CANNES PRESTA HOMENAGEM AO NOVO CINEMA

Desde que nasceu, há 69 anos, o Festival de Cannes transforma, no mês de maio, a pequena cidade do sul da França de 73 234 habitantes, no maior acontecimento do cinema europeu. O Festival é fiel à sua vocação fundadora: revelar e valorizar obras, para servir a evolução do cinema e favorecer o desenvolvimento da indústria da 7ª arte. A 69.ª edição do Festival de Cannes, sob a presidência do realizador, argumentista e produtor australiano George Miller, realizou-se de 11 a 22 deste mês e decidiu atribuir a Palma de Ouro, a mais alta distinção, ao filme “I, Daniel Blake” (2016), dirigido por Ken Loach e com 100 minutos de duração.
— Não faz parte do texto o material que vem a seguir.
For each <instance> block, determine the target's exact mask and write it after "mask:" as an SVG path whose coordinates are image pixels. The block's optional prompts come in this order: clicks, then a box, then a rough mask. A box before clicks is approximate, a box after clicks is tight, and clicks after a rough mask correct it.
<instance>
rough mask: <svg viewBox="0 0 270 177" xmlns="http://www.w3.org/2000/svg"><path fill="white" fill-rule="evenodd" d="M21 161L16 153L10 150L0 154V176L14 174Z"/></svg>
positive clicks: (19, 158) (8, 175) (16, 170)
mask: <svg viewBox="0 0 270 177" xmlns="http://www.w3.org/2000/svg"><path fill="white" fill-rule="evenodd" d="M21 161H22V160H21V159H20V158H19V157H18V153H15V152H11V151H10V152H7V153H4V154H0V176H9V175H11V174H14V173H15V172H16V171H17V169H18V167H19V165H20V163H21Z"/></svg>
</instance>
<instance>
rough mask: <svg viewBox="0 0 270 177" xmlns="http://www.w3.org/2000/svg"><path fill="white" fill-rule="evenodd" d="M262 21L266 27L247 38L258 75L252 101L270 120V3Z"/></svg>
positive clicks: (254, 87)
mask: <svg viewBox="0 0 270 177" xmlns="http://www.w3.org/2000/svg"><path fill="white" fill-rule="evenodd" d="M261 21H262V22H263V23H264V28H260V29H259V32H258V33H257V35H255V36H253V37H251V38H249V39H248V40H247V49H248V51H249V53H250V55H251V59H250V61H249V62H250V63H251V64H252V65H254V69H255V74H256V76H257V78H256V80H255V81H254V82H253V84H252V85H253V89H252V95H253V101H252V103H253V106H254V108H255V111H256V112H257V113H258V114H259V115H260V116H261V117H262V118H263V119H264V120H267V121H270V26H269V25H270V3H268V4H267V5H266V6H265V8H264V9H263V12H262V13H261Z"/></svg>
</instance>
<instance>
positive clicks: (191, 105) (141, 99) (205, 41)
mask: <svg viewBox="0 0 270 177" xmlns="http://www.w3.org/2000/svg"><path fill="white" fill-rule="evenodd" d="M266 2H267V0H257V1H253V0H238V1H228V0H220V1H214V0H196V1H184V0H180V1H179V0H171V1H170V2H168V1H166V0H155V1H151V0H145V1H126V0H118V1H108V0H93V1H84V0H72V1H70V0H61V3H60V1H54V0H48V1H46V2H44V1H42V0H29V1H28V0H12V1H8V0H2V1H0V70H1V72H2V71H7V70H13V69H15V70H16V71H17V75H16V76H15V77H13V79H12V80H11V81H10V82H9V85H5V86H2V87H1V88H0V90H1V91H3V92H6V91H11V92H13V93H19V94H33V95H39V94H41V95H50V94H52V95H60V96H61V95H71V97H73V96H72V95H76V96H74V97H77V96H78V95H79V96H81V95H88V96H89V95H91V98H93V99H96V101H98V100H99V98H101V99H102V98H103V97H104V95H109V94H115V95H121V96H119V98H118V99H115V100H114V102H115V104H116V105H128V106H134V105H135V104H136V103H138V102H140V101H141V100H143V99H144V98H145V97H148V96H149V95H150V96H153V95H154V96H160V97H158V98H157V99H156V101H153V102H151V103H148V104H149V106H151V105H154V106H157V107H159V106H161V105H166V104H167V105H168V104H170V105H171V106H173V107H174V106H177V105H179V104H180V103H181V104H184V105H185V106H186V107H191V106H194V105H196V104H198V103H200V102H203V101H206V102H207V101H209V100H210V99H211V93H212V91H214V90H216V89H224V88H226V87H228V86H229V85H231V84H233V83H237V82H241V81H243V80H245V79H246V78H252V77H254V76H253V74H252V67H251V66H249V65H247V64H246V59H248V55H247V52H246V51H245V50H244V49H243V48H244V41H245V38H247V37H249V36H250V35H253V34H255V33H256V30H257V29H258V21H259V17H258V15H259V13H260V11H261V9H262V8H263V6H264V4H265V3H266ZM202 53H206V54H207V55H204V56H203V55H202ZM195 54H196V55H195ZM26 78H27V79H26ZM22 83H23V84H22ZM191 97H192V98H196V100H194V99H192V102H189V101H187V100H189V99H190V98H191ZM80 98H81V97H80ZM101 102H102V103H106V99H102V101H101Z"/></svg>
Loach tem 80 anos, filma há cinco décadas e “I, Daniel Blake” fica na história como um dos seus grandes filmes. O Grande Prémio foi para Xavier Dolan, com o filme “Juste la Fin du Monde”, uma produção do Canadá e França, que conta a história de um escritor que está próximo da morte e volta à sua cidade natal, após 12 anos de ausência. Conhecido pela escadaria com o seu tapete vermelho e os atores e realizadores do mundo inteiro vestidos para a ocasião, Cannes continua a ser o lugar de sonho para muita gente da profissão.